I still like the classic word, “Hubris,” but this says it in a more global way. In other words, “We can’t ALL believe our own Bullshit.” Like those guys who train in small tucked away gyms who think that 200 pounds is a big bench press and it is impossible to squat deep, we might have instilled a “metacognitive inability of the unskilled to recognize their ineptitude.”
So, read! Get the best and brightest on board. On the top of my list is Tommy Kono’s first book. It is inexpensive and you can buy in with PayPal, so all of you tin foil hat wearing loons can buy it without fear of Alien brain suckers…or whatever it is people have against normal interwebz commerce. You can find the link here.
Now, I think there are some things that come right off the net. I like the following links:
After reading Tommy Kono, Nick Horton will provide some mind expansion. These two articles give you some insights into diet and a “new” exercise.
This article on IF, Vodka, and O lifting Still Makes me smile.
This post on IS on Hip Thrust is great, too.
Coach Stevo’s blog is important. Read this one first:
Read all the blogs, but I liked this one from a General (ha! read it to get the pun) insight.
I am also a fan of James Clear. This blog nails the real key to total program improvement.
Finally, to get most of my language, try this post.
To see the basics of programming (“Mexican Food!”) in place, drink deeply from Pat Flynn’s book. Again, the title is a disaster.
I obviously expect them to all read “Intervention.” Hey, it’s 4.99 on Kindle. Seriously.
Also, use this little “Intervention Helper” to read more about each chapter.
So, by this time, the intern will have read some traditional things, some contrarian ideas, a few challenging thoughts and some just fun stuff that applies anywhere. Now, frankly, we have to have SOMETHING for nutrition, as this is going to come up. I can’t recommend anything more balanced and simple than Denise Minger’s book.
With correctives and everything else being so popular now, let’s get our feet wet with Tim’s excellent book. And, note, this is the reason we March In Place after squatting every day.
Except for Tommy’s book, I think we are under thirty dollars.
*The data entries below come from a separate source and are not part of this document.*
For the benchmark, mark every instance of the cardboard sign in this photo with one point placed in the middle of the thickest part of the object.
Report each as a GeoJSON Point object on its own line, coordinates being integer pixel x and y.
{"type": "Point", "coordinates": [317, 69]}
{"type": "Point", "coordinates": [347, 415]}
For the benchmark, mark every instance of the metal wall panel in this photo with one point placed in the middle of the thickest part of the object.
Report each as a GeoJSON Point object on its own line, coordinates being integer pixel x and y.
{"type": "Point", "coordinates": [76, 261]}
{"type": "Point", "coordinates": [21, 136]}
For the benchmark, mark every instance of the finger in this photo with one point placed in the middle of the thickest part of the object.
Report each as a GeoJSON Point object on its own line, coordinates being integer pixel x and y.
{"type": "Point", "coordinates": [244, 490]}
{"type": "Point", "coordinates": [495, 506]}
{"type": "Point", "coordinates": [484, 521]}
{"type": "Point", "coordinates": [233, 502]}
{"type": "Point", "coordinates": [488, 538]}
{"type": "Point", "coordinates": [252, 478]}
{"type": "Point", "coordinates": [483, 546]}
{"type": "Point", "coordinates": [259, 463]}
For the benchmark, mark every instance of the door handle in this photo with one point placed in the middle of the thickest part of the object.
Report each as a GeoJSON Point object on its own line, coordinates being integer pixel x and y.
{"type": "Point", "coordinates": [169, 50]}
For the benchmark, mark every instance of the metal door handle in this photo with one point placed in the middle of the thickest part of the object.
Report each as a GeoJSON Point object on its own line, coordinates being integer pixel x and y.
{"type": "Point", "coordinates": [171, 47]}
From here, I will expand on this as I think that we are going to go in a LOT of directions from here. I had started on a list, but I will hold off right now. I realized that it was going to be really long and I am sure I would skip someone I like a lot.
The idea here is this: Tommy’s book and my book are blueprint kinds of book: do this and then this. The Contrarian blog posts prep you for absorbing information that sounds different. Tim and Minger’s books give you a simple base for two of the hardest things to keep rational: diet and “fixing broken people.”
Are there better works? Well, of course, but the idea here is to give a variety of readings in both depth and breadth and allow the intern a chance to digest some fundamentals, some basics, early in the learning process. There are lots of topics missing and, frankly, I know that. What we are trying to do with this simple list is get the intern pointed on a path.